Saturday, February 10, 2018

Inter-rater reliability among multiple raters when subjects are rated by different pairs of subjects

In this post, I like to briefly address an issue that researchers have contacted me about on many occasions.  This issue can be described as follows:
  • You want to evaluate the extent of agreement among 3 raters or more.
  • For various practical reasons, the inter-rater reliability experiment is designed in such a way that only 2 raters are randomly assigned to each subject.  For each subject, a new pair of raters is independently chosen from the same pool of several raters. Consequently, each subject gets 2 ratings from a pair of raters that could vary from subject to subject.
Note that most inter-rater reliability coefficients found in the literature are based upon the assumption that each subject must be rated by all raters.  This ubiquitous fully-crossed design may prove impractical if rating costs are prohibitive.  The question now becomes, what coefficient to use for evaluating the extent of agreement among multiple raters when only 2 of them are allowed to rate a specific subject.

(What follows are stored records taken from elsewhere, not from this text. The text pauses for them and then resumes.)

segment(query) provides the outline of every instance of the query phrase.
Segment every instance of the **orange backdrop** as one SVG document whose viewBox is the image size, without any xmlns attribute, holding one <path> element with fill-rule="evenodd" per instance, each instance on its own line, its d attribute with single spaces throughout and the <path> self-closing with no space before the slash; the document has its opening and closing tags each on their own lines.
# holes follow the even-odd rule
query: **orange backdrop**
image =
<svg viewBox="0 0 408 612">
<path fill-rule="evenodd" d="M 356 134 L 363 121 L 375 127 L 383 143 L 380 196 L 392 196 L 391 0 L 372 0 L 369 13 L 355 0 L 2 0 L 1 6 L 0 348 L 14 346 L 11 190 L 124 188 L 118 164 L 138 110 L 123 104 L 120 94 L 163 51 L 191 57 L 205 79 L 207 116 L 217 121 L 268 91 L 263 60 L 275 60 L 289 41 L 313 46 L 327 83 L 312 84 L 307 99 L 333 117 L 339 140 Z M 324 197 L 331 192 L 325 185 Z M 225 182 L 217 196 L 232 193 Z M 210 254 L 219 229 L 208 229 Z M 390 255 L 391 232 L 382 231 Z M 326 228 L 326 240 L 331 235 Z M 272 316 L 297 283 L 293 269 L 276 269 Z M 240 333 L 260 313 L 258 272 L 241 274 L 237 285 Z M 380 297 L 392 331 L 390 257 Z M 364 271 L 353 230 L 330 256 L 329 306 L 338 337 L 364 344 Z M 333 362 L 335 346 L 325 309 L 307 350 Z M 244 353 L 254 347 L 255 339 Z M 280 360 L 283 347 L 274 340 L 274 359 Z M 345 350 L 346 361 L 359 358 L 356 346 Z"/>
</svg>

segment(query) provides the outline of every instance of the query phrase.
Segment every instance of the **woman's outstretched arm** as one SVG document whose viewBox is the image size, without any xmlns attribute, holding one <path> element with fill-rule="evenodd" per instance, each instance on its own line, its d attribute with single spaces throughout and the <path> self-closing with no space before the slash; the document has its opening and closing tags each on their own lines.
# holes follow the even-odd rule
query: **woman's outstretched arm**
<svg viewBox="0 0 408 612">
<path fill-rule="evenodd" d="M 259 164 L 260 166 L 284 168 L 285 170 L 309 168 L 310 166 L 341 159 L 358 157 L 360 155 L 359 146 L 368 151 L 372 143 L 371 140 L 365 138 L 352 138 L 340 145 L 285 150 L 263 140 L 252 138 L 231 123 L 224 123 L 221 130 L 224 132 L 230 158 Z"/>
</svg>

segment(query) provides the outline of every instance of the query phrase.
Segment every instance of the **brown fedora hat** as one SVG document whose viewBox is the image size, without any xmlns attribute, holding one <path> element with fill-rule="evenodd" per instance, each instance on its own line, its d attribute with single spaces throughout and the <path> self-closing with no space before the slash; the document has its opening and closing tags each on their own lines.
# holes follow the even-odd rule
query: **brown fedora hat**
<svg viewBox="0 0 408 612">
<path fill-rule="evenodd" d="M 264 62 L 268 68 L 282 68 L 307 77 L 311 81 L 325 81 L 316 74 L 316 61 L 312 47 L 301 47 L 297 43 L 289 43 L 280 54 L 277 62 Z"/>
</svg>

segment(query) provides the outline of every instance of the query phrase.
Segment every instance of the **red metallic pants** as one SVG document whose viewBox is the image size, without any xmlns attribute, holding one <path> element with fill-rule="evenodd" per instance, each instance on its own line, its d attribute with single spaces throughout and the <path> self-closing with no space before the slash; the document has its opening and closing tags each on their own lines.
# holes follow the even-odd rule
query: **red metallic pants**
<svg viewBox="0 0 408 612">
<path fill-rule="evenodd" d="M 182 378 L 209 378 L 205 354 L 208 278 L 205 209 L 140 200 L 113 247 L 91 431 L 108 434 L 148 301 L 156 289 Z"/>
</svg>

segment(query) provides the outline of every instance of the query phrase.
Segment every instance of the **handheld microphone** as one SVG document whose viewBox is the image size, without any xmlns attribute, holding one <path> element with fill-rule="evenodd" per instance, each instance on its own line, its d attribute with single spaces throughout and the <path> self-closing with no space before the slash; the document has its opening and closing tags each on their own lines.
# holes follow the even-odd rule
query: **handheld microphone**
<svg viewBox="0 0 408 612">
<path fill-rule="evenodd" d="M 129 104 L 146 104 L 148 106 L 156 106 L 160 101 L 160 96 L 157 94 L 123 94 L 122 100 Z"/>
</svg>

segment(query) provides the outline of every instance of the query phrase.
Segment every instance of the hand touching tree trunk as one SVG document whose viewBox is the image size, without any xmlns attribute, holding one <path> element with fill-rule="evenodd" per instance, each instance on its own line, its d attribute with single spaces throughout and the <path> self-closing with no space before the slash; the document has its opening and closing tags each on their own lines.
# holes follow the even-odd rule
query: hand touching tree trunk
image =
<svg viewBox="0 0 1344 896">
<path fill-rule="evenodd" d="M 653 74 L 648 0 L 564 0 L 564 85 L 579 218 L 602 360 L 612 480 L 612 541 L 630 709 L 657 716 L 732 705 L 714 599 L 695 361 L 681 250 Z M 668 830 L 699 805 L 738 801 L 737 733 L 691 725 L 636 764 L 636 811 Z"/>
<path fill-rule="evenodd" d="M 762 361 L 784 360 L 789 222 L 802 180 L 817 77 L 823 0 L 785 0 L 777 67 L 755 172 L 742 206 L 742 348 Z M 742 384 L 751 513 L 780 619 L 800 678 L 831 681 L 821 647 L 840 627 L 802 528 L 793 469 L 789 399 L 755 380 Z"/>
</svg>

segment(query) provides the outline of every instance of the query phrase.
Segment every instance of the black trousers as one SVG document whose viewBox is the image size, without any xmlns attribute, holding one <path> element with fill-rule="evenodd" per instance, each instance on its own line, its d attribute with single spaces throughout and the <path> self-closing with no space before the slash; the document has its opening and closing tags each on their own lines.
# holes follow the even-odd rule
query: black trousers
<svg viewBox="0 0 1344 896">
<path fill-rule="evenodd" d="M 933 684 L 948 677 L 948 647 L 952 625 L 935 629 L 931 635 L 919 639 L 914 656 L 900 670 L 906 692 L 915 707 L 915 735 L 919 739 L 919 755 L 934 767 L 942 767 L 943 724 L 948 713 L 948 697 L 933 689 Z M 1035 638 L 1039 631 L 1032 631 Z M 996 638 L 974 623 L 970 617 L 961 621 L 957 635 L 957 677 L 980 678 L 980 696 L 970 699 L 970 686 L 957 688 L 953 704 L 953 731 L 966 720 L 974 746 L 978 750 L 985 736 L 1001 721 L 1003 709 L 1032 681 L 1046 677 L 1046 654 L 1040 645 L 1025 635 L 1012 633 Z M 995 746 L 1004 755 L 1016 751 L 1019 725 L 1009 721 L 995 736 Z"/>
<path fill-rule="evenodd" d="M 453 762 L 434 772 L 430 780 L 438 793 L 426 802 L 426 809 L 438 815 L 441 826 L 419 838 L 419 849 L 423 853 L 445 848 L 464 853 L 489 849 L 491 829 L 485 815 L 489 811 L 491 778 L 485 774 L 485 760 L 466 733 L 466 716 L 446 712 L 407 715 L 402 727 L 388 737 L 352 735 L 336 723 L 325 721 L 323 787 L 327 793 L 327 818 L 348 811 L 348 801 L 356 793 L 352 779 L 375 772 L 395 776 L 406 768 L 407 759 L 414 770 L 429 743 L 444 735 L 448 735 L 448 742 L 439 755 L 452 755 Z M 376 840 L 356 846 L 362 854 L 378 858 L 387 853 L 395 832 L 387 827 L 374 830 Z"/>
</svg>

The solution to this problem is actually quite simple and does not involve any new coefficient not already available in the literature. It consists of using your coefficient of choice, and calculating the agreement coefficient as if the ratings were all produced by the exact same pair of raters. It is the interpretation of its magnitude that is drastically different from what it would be if only 2 raters had actually participated in the experiment.  If the ratings come from 2 raters only then the standard error associated with the coefficient will be smaller than if the ratings came from 5 raters or more grouped in pairs. In the latter case, the coefficient is subject to an additional source of variation due to the random assignment of raters to subject that must be taken into consideration. I prepared an unpublished paper on this topic entitled "An Evaluation of the Impact of Design on the Analysis of Nominal-Scale Inter-Rater Reliability Studies" which interested readers may want to download for a more detailed discussion of this interesting topic.

1 comment:

  1. Thanks a lot for this very useful contribution! Is there reusable code somewhere to compute the CIs? Thanks!